The story centers around Max, a young boy whose parents are Ben Wyatt (Adam Scott) and Toni Collettte. His family, including his sister and grandmother, is hosting relatives for Christmas. The relatives (David “Champ” Koechner, Allison “Fargo” Tolman, Conchata “I probably didn’t get paid enough to put up with Charlie Sheen for as long as I did” Ferrell, and some kids) are not the classiest people in the world. It’s your normal dysfunction till Max summons Krampus, who is what happens when you misspell “Santa” as “Satan”. He crashes their Christmas, picking them off one by one with a Santa theme.

I don’t hate this movie. There are a lot of things I think could have been done better, but I think kinda get the impression that the studio might have pushed for the PG-13. Dougherty had a pretty good gore factor to Trick ‘r Treat which I was kinda surprise he didn’t pull over for Krampus. This movie has the same cynical tone as his first, but is lack a little bit of the charm.

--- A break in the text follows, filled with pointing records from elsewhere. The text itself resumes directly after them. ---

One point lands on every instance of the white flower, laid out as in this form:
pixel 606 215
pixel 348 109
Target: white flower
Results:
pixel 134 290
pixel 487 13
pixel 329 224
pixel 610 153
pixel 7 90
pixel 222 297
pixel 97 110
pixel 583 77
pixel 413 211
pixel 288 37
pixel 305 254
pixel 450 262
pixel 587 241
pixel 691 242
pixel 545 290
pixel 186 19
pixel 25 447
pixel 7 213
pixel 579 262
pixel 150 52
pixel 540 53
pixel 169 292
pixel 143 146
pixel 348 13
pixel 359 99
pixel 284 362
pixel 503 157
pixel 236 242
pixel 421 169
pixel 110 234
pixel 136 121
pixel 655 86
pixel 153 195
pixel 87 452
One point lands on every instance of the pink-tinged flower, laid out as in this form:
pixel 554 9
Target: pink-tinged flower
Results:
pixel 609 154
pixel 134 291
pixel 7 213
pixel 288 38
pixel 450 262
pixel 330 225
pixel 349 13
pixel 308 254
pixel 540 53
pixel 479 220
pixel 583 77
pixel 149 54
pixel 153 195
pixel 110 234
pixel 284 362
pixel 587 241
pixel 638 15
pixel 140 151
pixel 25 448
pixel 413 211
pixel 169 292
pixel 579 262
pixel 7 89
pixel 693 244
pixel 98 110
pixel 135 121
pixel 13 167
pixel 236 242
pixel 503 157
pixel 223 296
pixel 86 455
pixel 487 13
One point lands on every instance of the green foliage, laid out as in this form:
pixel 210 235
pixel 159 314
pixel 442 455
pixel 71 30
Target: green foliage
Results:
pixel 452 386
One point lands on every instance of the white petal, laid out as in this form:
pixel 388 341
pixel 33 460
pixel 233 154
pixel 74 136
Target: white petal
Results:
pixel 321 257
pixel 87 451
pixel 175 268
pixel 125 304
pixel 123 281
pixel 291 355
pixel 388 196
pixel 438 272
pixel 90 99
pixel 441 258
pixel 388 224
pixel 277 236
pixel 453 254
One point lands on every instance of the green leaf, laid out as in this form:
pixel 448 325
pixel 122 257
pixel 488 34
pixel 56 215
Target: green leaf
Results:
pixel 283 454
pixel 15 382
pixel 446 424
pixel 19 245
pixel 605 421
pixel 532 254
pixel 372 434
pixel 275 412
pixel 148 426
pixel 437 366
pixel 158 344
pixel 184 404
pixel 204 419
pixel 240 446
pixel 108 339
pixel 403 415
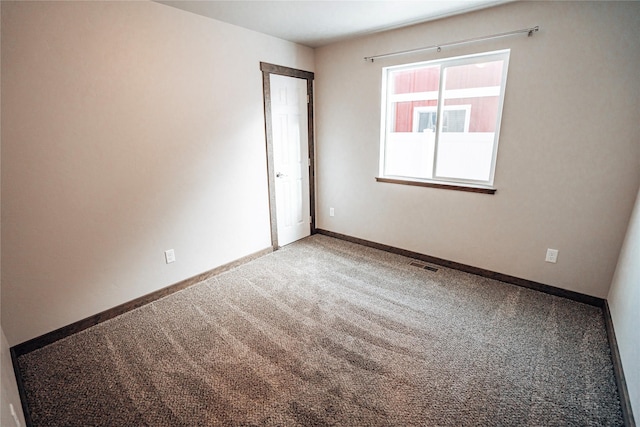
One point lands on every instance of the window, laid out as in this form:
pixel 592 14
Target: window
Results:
pixel 441 120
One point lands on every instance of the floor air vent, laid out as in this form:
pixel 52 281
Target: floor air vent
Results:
pixel 423 266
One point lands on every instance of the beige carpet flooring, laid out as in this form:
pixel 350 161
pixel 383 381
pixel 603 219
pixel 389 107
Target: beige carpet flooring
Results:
pixel 329 333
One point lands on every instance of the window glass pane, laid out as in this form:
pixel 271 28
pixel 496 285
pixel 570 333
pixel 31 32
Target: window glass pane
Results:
pixel 471 101
pixel 411 122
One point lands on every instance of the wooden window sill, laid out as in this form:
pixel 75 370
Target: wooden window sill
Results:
pixel 482 190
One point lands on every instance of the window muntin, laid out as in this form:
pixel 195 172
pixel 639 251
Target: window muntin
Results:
pixel 441 119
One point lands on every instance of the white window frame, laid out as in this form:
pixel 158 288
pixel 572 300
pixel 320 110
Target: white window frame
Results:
pixel 387 116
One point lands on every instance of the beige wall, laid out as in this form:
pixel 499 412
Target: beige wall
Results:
pixel 624 303
pixel 129 128
pixel 9 391
pixel 569 156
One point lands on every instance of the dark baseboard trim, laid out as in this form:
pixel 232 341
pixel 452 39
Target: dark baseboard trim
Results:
pixel 20 384
pixel 552 290
pixel 623 392
pixel 65 331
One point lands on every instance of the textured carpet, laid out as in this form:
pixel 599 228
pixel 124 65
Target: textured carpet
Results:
pixel 329 333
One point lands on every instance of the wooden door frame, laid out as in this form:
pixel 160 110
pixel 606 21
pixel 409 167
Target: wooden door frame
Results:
pixel 268 69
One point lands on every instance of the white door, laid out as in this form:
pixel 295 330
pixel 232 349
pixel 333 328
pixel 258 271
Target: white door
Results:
pixel 291 157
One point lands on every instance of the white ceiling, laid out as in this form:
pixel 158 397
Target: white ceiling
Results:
pixel 316 23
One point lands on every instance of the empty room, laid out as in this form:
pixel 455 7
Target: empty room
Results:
pixel 320 213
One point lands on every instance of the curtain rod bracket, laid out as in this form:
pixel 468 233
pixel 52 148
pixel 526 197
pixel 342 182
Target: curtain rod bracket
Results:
pixel 438 47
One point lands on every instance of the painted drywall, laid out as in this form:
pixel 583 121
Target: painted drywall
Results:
pixel 624 304
pixel 9 393
pixel 129 128
pixel 569 153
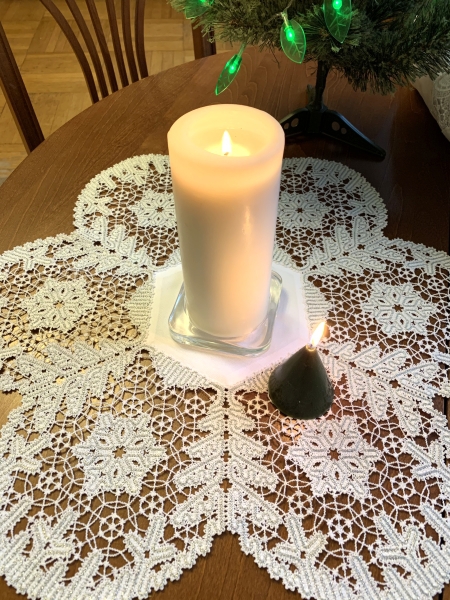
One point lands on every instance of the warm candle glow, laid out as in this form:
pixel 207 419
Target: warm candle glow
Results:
pixel 226 144
pixel 317 335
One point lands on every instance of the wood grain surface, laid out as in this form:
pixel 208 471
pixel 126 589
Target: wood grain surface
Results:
pixel 37 200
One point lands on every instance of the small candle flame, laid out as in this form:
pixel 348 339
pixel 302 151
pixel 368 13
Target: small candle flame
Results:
pixel 226 144
pixel 317 334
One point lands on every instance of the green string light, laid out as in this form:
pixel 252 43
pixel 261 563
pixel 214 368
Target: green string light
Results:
pixel 195 8
pixel 293 39
pixel 229 72
pixel 338 17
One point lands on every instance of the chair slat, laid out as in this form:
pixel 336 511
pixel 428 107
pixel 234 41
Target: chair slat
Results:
pixel 139 37
pixel 76 47
pixel 116 41
pixel 103 44
pixel 74 9
pixel 127 40
pixel 16 95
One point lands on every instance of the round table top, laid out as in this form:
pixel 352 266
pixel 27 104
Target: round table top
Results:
pixel 37 200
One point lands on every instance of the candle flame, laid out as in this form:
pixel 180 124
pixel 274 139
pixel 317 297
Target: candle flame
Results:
pixel 226 144
pixel 317 334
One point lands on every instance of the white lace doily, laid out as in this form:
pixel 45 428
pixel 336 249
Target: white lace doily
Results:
pixel 113 468
pixel 436 95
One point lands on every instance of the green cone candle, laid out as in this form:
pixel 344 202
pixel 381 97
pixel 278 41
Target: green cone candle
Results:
pixel 300 387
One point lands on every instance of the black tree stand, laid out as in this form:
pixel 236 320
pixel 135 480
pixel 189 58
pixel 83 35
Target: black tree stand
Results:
pixel 316 118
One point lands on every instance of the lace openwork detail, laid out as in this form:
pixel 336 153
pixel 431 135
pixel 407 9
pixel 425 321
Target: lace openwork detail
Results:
pixel 120 465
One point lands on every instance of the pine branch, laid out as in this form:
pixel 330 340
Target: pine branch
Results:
pixel 390 42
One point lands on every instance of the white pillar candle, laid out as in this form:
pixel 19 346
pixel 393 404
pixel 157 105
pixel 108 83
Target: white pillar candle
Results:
pixel 226 209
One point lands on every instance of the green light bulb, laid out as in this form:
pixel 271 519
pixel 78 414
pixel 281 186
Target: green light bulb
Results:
pixel 229 71
pixel 338 17
pixel 195 8
pixel 293 39
pixel 290 33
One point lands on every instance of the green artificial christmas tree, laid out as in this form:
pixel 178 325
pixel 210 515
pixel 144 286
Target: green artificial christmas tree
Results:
pixel 375 44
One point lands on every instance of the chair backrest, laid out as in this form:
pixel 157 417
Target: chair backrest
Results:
pixel 14 89
pixel 17 97
pixel 134 53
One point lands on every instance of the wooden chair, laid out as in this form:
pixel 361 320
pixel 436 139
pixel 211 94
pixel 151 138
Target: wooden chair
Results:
pixel 134 69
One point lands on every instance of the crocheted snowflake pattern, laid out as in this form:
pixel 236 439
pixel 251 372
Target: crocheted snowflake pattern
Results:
pixel 155 210
pixel 335 457
pixel 58 304
pixel 399 308
pixel 304 210
pixel 118 454
pixel 121 463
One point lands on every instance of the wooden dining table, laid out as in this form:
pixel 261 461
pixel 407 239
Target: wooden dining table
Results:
pixel 37 201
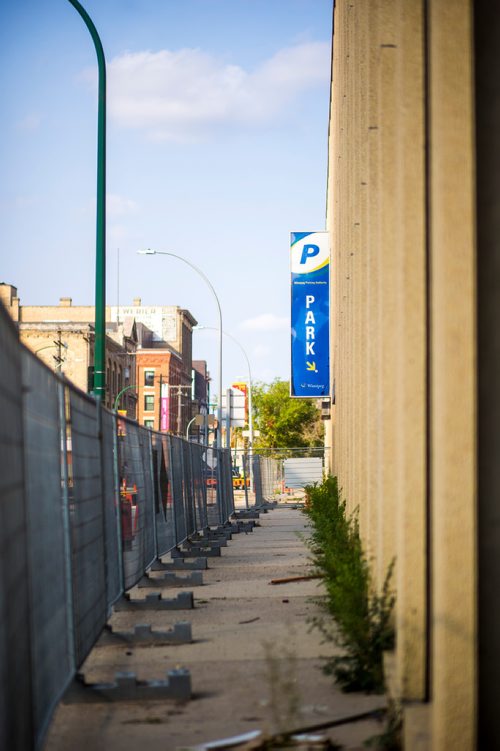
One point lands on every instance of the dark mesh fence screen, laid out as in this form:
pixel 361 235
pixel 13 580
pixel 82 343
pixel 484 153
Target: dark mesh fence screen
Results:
pixel 87 524
pixel 16 727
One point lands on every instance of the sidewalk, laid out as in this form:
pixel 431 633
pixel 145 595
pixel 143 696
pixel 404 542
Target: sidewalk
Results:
pixel 250 638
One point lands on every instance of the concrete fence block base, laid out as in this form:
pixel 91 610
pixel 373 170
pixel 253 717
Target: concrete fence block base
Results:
pixel 172 579
pixel 154 601
pixel 127 687
pixel 180 564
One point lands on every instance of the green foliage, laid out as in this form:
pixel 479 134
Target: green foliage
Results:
pixel 284 422
pixel 362 617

It could be that it doesn’t have the element of the unknown that Trick ‘r Treat had–in Krampus, you know a character named Krampus is going to coming in and fuck up the family’s Christmas, but with Trick’r Treat, all you know is the theme going in.

Ultimately, I guess by biggest beef with Krampus is that it didn’t living up to it’s older brother. I’ll still give Michael Dougherty another movie to prove himself to me, but so far, he’s on track to go the way of Neill Blomkamp, a breakout star who can’t help but try to outdo himself.